In April 1994, Rwanda's then-powerful Hutu carried out a systematic slaughter of the Tutsi people. The aim was to stop invading Rwandan Tutsi revolutionaries and to remove their local support by liquidating their power base. The Hutu-led Mouvement Révolutionnaire Nationale pour le Développement (MRND — National Revolutionary Movement for Development) and its military carried out an attempt at genocide. In response, Tutsi revolutionaries took control of the country in July, stemming the violence. But in terms of genocide, most observers would agree that the Hutus were frighteningly successful — killing more than 800,000 people in a short three-month period.
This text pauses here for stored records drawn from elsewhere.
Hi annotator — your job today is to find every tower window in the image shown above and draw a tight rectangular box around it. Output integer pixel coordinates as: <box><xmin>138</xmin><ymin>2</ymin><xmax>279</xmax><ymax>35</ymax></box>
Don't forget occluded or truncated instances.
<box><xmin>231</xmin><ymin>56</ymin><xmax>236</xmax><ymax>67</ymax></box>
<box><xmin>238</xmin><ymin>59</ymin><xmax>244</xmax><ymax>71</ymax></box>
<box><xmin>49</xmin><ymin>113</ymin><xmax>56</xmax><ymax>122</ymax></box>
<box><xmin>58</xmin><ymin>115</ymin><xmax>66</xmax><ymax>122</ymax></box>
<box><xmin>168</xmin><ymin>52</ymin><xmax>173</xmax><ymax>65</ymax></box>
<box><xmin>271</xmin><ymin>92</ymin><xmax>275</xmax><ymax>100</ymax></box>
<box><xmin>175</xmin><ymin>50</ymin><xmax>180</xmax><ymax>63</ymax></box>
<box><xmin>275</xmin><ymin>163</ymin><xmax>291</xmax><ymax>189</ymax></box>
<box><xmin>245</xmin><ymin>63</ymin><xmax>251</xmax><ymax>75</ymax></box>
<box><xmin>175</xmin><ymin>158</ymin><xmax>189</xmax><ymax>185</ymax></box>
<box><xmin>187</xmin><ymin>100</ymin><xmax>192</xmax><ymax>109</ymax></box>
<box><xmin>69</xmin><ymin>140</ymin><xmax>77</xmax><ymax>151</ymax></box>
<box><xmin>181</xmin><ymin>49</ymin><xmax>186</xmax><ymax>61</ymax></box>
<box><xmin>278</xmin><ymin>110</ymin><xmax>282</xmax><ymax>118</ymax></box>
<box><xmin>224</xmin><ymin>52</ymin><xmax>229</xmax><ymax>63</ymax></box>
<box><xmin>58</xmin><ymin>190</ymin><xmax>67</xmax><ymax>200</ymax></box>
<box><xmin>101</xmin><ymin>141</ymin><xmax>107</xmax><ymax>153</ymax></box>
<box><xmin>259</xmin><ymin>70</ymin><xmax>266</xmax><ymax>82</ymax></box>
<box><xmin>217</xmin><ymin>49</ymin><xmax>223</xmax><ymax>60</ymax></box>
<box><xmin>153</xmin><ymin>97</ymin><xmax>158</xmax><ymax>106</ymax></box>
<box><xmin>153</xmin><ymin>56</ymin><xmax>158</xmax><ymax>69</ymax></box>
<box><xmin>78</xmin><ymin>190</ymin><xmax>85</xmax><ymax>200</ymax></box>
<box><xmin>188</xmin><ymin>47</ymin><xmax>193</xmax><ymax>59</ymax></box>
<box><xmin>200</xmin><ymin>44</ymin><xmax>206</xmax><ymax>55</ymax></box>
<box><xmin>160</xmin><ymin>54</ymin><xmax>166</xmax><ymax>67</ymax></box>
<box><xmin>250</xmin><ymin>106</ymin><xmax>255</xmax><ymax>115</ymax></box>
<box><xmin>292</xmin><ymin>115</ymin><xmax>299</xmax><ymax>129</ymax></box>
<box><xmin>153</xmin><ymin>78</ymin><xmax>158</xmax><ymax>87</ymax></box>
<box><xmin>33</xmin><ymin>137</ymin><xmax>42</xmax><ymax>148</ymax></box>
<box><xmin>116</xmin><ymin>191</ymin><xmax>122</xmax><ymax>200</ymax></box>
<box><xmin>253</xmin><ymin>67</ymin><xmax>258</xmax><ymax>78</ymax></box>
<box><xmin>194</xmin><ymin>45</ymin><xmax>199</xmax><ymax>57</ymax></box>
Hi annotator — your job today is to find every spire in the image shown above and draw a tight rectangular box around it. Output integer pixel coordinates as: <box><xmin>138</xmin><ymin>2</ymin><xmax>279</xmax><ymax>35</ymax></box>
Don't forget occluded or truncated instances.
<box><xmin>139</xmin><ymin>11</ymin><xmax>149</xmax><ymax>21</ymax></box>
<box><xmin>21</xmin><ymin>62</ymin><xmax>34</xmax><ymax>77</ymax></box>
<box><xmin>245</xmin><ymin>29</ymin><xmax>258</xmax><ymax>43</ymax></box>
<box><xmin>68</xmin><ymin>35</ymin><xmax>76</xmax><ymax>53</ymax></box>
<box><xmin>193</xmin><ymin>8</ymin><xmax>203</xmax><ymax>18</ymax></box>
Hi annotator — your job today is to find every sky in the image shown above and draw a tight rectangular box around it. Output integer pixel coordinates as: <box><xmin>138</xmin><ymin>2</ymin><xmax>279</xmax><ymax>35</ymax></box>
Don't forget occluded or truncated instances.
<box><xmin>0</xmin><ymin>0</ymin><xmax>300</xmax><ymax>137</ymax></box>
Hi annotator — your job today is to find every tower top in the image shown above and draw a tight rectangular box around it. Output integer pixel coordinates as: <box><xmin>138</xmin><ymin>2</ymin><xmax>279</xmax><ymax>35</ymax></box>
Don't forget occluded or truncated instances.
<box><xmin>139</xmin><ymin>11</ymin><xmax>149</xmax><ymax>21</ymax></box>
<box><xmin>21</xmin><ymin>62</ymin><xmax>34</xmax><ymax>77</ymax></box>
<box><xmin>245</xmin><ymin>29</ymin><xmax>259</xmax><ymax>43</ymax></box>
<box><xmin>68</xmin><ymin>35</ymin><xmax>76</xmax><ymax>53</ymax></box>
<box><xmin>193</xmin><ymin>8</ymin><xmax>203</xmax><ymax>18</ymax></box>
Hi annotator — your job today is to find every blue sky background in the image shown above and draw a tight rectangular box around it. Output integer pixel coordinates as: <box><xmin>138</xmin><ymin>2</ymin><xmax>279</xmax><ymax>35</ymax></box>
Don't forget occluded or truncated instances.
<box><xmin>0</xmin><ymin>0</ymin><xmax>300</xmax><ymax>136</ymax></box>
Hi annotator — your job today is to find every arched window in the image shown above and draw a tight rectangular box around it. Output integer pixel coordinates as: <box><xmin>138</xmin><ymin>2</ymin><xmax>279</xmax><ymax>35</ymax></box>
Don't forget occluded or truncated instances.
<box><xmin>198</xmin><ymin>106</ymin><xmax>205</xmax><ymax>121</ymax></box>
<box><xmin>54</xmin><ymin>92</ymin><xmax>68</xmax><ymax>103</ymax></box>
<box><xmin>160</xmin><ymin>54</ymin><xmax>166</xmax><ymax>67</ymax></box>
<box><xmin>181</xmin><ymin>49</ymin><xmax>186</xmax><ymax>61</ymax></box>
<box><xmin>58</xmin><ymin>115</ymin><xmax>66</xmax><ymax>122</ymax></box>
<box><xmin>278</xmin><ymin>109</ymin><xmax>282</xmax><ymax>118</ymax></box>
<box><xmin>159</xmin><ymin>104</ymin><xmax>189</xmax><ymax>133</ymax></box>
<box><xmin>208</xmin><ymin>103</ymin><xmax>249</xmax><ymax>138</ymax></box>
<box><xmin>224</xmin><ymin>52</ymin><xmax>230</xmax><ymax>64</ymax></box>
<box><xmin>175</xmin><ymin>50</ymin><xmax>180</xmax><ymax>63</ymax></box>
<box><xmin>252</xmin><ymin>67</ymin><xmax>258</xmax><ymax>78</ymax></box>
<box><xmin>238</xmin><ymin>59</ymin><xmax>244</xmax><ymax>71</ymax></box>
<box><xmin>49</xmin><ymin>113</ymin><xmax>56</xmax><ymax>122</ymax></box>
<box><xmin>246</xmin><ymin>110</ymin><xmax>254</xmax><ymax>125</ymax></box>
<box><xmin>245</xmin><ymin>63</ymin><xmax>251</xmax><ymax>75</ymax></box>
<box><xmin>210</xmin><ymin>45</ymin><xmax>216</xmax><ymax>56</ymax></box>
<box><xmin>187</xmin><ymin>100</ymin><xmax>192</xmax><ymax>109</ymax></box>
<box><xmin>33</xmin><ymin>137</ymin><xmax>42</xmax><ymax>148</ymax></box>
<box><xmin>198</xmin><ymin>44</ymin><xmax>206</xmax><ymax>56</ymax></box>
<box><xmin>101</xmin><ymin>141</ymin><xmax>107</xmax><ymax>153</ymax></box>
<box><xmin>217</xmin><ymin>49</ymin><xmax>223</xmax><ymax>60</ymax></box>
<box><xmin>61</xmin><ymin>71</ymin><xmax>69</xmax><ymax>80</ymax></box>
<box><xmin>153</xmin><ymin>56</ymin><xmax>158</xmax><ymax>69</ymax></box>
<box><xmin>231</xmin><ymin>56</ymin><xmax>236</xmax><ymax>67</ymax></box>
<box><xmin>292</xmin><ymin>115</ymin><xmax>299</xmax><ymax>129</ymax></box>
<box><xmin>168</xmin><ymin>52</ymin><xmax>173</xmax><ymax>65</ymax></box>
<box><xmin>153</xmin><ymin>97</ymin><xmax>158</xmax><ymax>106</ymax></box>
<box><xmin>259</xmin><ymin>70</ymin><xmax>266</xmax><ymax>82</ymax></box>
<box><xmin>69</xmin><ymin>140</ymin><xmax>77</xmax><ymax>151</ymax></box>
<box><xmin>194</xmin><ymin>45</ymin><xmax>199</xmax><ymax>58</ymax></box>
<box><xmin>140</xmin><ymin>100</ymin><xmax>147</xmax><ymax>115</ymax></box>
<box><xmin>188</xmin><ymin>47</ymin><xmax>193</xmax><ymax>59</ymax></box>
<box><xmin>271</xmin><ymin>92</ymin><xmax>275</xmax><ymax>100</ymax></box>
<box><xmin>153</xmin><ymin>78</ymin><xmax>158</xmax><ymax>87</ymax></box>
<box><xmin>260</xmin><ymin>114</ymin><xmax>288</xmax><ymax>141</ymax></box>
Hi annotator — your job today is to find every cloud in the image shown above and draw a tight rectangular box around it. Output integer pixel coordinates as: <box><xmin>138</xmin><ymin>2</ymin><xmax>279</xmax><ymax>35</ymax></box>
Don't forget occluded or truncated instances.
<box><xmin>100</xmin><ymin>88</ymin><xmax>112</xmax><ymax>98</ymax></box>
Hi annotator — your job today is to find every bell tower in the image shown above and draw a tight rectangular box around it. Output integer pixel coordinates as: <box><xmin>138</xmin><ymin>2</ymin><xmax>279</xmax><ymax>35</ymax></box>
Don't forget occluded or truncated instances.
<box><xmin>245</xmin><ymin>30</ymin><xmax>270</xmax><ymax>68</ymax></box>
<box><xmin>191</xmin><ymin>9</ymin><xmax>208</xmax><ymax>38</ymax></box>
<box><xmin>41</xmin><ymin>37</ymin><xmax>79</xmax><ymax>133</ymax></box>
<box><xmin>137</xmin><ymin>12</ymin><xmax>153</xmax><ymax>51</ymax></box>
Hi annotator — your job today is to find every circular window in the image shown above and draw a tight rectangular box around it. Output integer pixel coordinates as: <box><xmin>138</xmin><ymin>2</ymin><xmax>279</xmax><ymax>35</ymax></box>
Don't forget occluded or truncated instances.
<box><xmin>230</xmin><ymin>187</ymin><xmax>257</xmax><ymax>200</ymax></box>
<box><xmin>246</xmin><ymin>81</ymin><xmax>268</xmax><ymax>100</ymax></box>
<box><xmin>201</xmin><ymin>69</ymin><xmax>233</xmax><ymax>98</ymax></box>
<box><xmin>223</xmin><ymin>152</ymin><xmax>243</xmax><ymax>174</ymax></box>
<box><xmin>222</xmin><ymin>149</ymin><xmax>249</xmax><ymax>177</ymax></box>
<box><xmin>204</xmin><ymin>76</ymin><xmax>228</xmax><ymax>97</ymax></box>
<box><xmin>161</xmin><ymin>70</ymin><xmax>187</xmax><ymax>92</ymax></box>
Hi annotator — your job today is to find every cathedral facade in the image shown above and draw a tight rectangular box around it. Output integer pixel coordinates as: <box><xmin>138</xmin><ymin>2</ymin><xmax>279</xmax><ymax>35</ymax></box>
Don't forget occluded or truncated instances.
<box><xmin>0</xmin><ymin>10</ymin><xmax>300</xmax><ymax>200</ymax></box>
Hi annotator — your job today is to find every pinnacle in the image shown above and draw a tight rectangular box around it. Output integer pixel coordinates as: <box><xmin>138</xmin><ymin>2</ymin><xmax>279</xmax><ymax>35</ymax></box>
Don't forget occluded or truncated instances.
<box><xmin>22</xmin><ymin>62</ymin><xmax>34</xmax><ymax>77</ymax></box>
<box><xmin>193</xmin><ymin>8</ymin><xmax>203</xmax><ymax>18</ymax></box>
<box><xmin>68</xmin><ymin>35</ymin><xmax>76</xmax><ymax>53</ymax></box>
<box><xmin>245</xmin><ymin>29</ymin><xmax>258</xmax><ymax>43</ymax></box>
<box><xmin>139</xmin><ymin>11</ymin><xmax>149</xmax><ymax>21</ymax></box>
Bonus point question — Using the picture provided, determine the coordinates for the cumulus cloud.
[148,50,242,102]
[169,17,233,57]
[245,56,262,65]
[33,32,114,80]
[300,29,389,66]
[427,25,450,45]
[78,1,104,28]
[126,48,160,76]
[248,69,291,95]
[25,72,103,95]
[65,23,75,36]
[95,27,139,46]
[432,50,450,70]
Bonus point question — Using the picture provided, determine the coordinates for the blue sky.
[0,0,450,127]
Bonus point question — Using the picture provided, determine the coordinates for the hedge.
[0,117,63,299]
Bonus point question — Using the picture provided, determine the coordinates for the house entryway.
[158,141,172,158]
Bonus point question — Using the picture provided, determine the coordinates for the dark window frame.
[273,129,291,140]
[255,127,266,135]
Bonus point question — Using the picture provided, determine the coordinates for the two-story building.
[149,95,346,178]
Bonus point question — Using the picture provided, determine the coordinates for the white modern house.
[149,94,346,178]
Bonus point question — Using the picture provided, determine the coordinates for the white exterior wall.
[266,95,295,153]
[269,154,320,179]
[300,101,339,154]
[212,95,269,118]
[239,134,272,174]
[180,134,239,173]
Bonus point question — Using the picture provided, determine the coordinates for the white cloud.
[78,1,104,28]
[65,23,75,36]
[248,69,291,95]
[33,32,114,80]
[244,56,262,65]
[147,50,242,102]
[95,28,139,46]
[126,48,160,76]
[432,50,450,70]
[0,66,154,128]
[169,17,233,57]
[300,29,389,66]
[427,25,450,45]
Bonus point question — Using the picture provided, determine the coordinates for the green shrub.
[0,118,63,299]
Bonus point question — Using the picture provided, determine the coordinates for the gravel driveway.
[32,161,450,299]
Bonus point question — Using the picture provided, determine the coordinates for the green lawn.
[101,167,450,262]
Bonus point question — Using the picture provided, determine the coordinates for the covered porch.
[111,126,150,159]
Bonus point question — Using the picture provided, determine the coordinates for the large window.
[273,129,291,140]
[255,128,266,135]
Ten years after this horrific atrocity, the country had much healing to do - but had also become a model of feminist opportunity. With so many male Rwandans killed off by the 1994 genocide, nearly seventy percent of the remaining population was female. Recent developments in the government and legislature to place women in positions of power upturned a long history of female disempowerment and have made Rwanda one of the most progressive nations in the world in terms of gender equity. Women now participate at every level of government and occupy almost half the seats in the national parliament.
NARRATOR: After the genocide, the economy was in shambles. 90 percent of the population works in agriculture. In order for the country to develop, the farmers would have to produce cash crops, like coffee. Women were used to growing enough food to feed their own families, but were not used to running businesses.
EPIPHANIE MUKASHYAKA, OWNER, BUFCAFE: How come these people don't have trays? Isn't it hard to come all the way over here?
NARRATOR: Having lost her husband, one child and an entire hillside of extended family, Epiphanie Mukashyaka found that the first thing she had to overcome was her own grief.
EPIPHANIE: I was depressed for a long time. I wasn't working at all. Everything is on your shoulders... and you find that everything is harder than it would've been. Since there's nobody to rely on, you find your own way to take care of your family.
NARRATOR: Determined to find a way to feed her seven children, Mukashyaka decided to rebuild the coffee business she and her husband had once shared.
Ignoring tradition that said women couldn't run businesses, or even open a bank account, without their husban''s permission, Mukashyaka took the bold step of establishing her own business. It was harder than she anticipated.
EPIPHANIE: Women don't have the same support systems that men do. After work, men are used to going to bars and exchanging ideas with each other. But women don't go to bars. So if you're a woman alone, it's a lot harder.